A Formal Introduction

My name is Sara. My initials spell SAT, and I’ll leave you to guess what the middle and last ones stand for.

I was born June 22, 1989 to JoAnn and Calvin.  I’ll be turning 28 in June. I’m the middle child of three; my brother is turning 31 and my sister will be 24 this year.
I’m the only child my mom labored with. Like my brother before me and my sister after, I was delivered through c-section seventeen hours later. I’ve been told I looked hairy and purple, and I was mad as heck. Soon after, the physical issues did subside, but it would take much longer to heal from the deeply embedded anger that I carried with me into this life. To this day, there are still many deeply rooted things I continue to balance and understand, but all of that is for a future post.

 
I grew up in a house my father built with my great uncle (his side). They built it on a piece of property my grandparents (mom’s side) split with my parents. Our house was a three bed, two bath home. Coming in through front door, there was a small entry way with a small kitchen nook to the left. That nook was later converted into a fourth bedroom. Beyond the entry way was the living room, and a hall way to the right which led to the main bathroom and bedrooms. When you looked down it, you could see the bathroom. The first door the left of the hall way was my parent’s/mom’s room. It had its own full bathroom with a slider door that separated the sink from the toilet and shower. In the back of the room, there was a sliding glass door that led to the back deck. In the back of the living room, double doors led to the same deck. To the left of the living room (when coming into the home) was the kitchen and dinning room. A bar counter separated the kitchen from the living room. I remember sitting at it and watching my mom cook. Going back down the hall way, there was a right turn, and at the end of that were the bed rooms my siblings and I had. For most of my childhood, I shared a pink bedroom with my little sister, and our brother had a blue room right next to ours. The windows looked out into the front yard at the almond trees that were there. We lived in this house until I was about 20 years old. My house and all the memories I have of it, are also a topic of their very own.

 
I’ve been writing little poems for as long as I can remember. My grandpa on my mom’s side had saved a poem about a blond haired and blue eyed girl I wrote when I was five or six, and one of my aunts on the same side of the family has a poem about peace I wrote when I was probably eight or nine. I don’t have full recollection of doing these, but I do remember writing a lot and making up stories and characters. I think that’s why anime turned out to be so appealing to me when I discovered it around eleven or twelve.

I also remember keeping journals. One of the earliest journals I have is one I decided to write upside-down and backwards in. If I recall correctly, I wrote that I did this because I wanted it to be complicated to read in case someone found it. As I grew older, my mom recognized how I was writing and what I was trying to say with it; and when we were having our biggest communication problems, she used writing to close the gaps. I still have letters and cards she wrote to me expressing to me her love and concerns for me.

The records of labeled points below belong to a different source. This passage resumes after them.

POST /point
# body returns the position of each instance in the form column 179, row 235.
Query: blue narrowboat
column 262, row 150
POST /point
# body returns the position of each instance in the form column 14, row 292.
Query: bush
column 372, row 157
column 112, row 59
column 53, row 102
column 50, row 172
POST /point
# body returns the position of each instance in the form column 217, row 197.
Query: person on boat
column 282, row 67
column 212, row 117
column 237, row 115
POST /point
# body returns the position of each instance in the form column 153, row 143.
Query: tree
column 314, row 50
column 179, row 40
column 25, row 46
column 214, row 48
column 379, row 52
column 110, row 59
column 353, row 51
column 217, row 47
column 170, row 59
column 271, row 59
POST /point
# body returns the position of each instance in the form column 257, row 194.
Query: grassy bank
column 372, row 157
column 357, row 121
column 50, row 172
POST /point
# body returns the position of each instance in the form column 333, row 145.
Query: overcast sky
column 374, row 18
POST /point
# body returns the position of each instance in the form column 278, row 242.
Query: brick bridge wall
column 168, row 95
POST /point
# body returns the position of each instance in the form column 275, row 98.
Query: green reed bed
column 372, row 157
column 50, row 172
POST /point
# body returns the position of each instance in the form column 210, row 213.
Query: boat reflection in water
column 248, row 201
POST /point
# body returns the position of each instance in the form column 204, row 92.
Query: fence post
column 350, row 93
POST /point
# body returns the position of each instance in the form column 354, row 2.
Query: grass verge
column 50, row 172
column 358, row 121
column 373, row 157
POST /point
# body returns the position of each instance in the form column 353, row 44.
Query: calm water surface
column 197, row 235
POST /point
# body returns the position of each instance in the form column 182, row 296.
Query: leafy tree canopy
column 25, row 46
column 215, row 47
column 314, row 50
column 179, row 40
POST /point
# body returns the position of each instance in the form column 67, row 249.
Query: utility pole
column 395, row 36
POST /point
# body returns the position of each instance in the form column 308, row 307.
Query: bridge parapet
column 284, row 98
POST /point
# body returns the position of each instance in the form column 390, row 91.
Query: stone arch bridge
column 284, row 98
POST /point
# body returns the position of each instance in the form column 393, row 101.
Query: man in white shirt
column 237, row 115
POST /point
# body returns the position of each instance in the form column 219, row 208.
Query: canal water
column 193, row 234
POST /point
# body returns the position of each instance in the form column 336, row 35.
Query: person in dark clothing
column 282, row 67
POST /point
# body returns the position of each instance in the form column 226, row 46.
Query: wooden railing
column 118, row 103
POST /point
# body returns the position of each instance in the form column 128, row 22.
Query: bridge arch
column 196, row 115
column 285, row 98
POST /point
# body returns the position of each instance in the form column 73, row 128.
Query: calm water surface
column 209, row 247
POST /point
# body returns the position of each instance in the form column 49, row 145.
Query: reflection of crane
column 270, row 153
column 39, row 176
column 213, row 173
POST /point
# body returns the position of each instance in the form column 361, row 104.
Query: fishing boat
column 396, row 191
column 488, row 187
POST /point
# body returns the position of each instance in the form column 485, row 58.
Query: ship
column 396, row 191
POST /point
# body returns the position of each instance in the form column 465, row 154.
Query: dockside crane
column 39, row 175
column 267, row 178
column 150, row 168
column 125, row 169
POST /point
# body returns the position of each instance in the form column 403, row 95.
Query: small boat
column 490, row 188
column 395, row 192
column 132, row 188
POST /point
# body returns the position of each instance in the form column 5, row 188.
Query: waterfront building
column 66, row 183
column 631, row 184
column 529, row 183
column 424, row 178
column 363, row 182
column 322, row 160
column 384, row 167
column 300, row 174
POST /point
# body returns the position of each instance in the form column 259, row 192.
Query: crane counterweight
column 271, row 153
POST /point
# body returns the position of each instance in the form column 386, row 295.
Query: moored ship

I had always had a hard time verbalizing my emotions and issues.  When I was in elementary school, I would have tremendous tempers that spanking or punishing never made a difference in. My mom started hugging me and asking me what was wrong instead. That was when I finally admitted that other children were taking lunch money and food from me.

My mom is also a post of her very own, but I will say here that I am internally grateful for her. If she didn’t recognize this need to express the way I did (and still do), I don’t honestly think I’d still be alive. By supporting my writing, art, and personal style, she gave me a place to belong. And that was something I thought I’d never have, and it’s something I still fear I will either loose or only have the illusion of obtaining.

As a child, I role played before I even knew that was what it was called. My mom used to have a red, silk night-gown that I used to play in. I felt like a princess in it, so I ran around my yard as one who escaped from poisonous snakes and hot lava. We had a swing-set that had a slide and teeter-totter on it, and I remember pretending to use it as a escape route or obstacle course.

When I got a little older I started role-playing, writing stories and creating characters by myself or with friends. I created characters when I was little too, but I don’t remember writing like that until I was older. Poetry, on the other hand, was something I always remember doing.

Now that I’m older, I can see where writing has always been, and always will be, a part of my life. I’ve lived through it since birth, it seems, for I can’t think of a time where I wasn’t doing it in some way. I wrote my feeling and events in journals (still do); I write poems (this is really the first time I’ve decided to go through with pursuing it this strongly); I wrote short stories and role-plays in middle and older childhood; and I even used it to communicate and talk to people, writing letters to multiple friends in high school and even to my mom when I couldn’t verbally talk.

I’m grateful for this. I’m thankful that this turned out to be part of the mix that made me the cake I am. Because when I read this and I think about it, I wouldn’t be who I am without it.